FOR IMMEDIATE RELEASE
Contact: Stephanie Dorezas
To enhance rebuilding of depleted stocks of Atlantic swordfish and billfish, the National Marine Fisheries Service is proposing a year-round closed area in the Atlantic Ocean and a seasonal closure in the western Gulf of Mexico, together totaling approximately 196,370 square miles, the Commerce Department's National Oceanic and Atmospheric Administration announced today.

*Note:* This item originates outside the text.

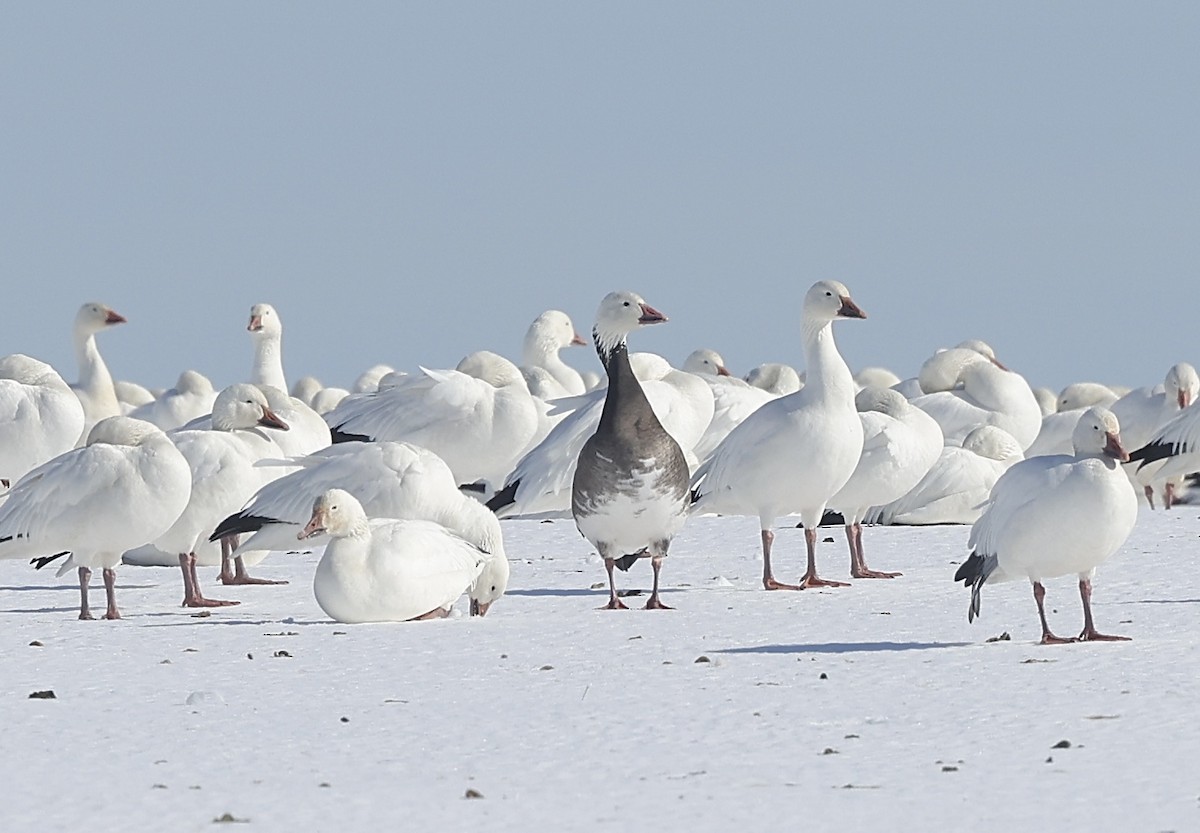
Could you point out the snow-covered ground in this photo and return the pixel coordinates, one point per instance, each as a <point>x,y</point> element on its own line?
<point>869,707</point>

The proposal would establish a year-round closed area in the southeastern Atlantic, and a seasonal closure in the western Gulf of Mexico from March 1 through Sept. 30. Fishery managers believe closing these areas will reduce bycatch of unwanted and/or undersized fish and will also help rebuild other overfished species such as bluefin tuna and some large coastal shark populations by reducing fishing for them. Managers are seeking input on the proposal from the commercial and recreational fishing industries, conservationists and the public.
"Commercial and recreational fishermen and the conservation community all support our goal to rebuild swordfish and other highly migratory species. In closing certain fishing areas where bycatch is highest, this rebuilding effort is enhanced," said Penny Dalton, assistant administrator for NOAA, and director of NOAA Fisheries.
The proposal reflects input from meetings with two advisory panels held earlier this year to discuss alternatives for the time and area closures. Members of the Highly Migratory Species and Billfish Advisory Panels supported the time/area management strategy.
The proposed Atlantic closed area (see map) encompasses waters from Wilmington Beach, N.C., to Key West, Fla. The proposed Gulf of Mexico area includes waters within the EEZ and encompassing 26 degrees N lat. (Isabel, Texas), and 90 degrees W long. (Grand Isle, La.), to the coast.
The proposed time/area closures are similar to those in recently proposed federal legislation, with the exception of a larger area around Charleston, S.C. Fisheries managers are requesting public comment specifically on whether the boundary and size of the various closed areas will accomplish the bycatch reduction goals. Recognizing the significant economic impacts of this proposed rule on fishermen, managers are also seeking input on ways to mitigate that impact, including vessel or permit buyouts.
The agency will be holding a series of hearings on the proposal from New Jersey to Texas. Details on the time and location of these hearings will be made available by Jan. 1, 2000.
A copy of the proposed rule is available on the Internet at: http://www.nmfs.gov/sfa/hmspg.html. Comments on the proposal should be sent to Rebecca Lent, Chief, Highly Migratory Species Management Division, 1315 East-West Highway, Silver Spring, Md., 20910. The closing date for comments is Feb. 11, 2000.